Zhang Zhenyu, Cui Zhen, Xu Chunyan, Jie Zequn, Li Xiang, Yang Jian
IEEE Trans Pattern Anal Mach Intell. 2020 Oct;42(10):2608-2623. doi: 10.1109/TPAMI.2019.2926728. Epub 2019 Jul 10.
RGB-D scene understanding under monocular camera is an emerging and challenging topic with many potential applications. In this paper, we propose a novel Task-Recursive Learning (TRL) framework to jointly and recurrently conduct three representative tasks therein containing depth estimation, surface normal prediction and semantic segmentation. TRL recursively refines the prediction results through a series of task-level interactions, where one-time cross-task interaction is abstracted as one network block of one time stage. In each stage, we serialize multiple tasks into a sequence and then recursively perform their interactions. To adaptively enhance counterpart patterns, we encapsulate interactions into a specific Task-Attentional Module (TAM) to mutually-boost the tasks from each other. Across stages, the historical experiences of previous states of tasks are selectively propagated into the next stages by using Feature-Selection unit (FS-Unit), which takes advantage of complementary information across tasks. The sequence of task-level interactions is also evolved along a coarse-to-fine scale space such that the required details may be refined progressively. Finally the task-abstracted sequence problem of multi-task prediction is framed into a recursive network. Extensive experiments on NYU-Depth v2 and SUN RGB-D datasets demonstrate that our method can recursively refines the results of the triple tasks and achieves state-of-the-art performance.

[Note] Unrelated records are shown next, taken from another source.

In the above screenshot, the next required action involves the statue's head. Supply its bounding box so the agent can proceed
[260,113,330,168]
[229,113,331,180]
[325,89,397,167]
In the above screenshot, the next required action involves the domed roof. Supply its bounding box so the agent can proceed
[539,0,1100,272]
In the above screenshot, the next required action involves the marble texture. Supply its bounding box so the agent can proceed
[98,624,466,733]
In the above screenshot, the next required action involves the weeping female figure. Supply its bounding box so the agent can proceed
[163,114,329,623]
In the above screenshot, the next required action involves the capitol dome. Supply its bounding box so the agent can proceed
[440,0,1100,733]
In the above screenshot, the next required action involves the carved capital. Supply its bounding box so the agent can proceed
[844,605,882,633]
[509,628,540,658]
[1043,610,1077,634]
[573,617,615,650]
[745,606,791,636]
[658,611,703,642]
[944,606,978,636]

单目相机下的RGB-D场景理解是一个新兴且具有挑战性的课题,有着许多潜在应用。在本文中,我们提出了一种新颖的任务递归学习(TRL)框架,以联合并递归地执行其中三个具有代表性的任务,包括深度估计、表面法线预测和语义分割。TRL通过一系列任务级交互递归地优化预测结果,其中一次性跨任务交互被抽象为一个时间阶段的一个网络块。在每个阶段,我们将多个任务序列化成为一个序列,然后递归地执行它们的交互。为了自适应地增强对应模式,我们将交互封装到一个特定的任务注意力模块(TAM)中,以便相互促进各个任务。在不同阶段之间,任务先前状态的历史经验通过使用特征选择单元(FS-Unit)被选择性地传播到下一阶段,该单元利用了跨任务的互补信息。任务级交互的序列也沿着从粗到细的尺度空间进行演化,以便所需的细节可以逐步细化。最后,多任务预测的任务抽象序列问题被构建为一个递归网络。在NYU-Depth v2和SUN RGB-D数据集上进行的大量实验表明,我们的方法可以递归地优化这三个任务的结果,并实现了当前最优的性能。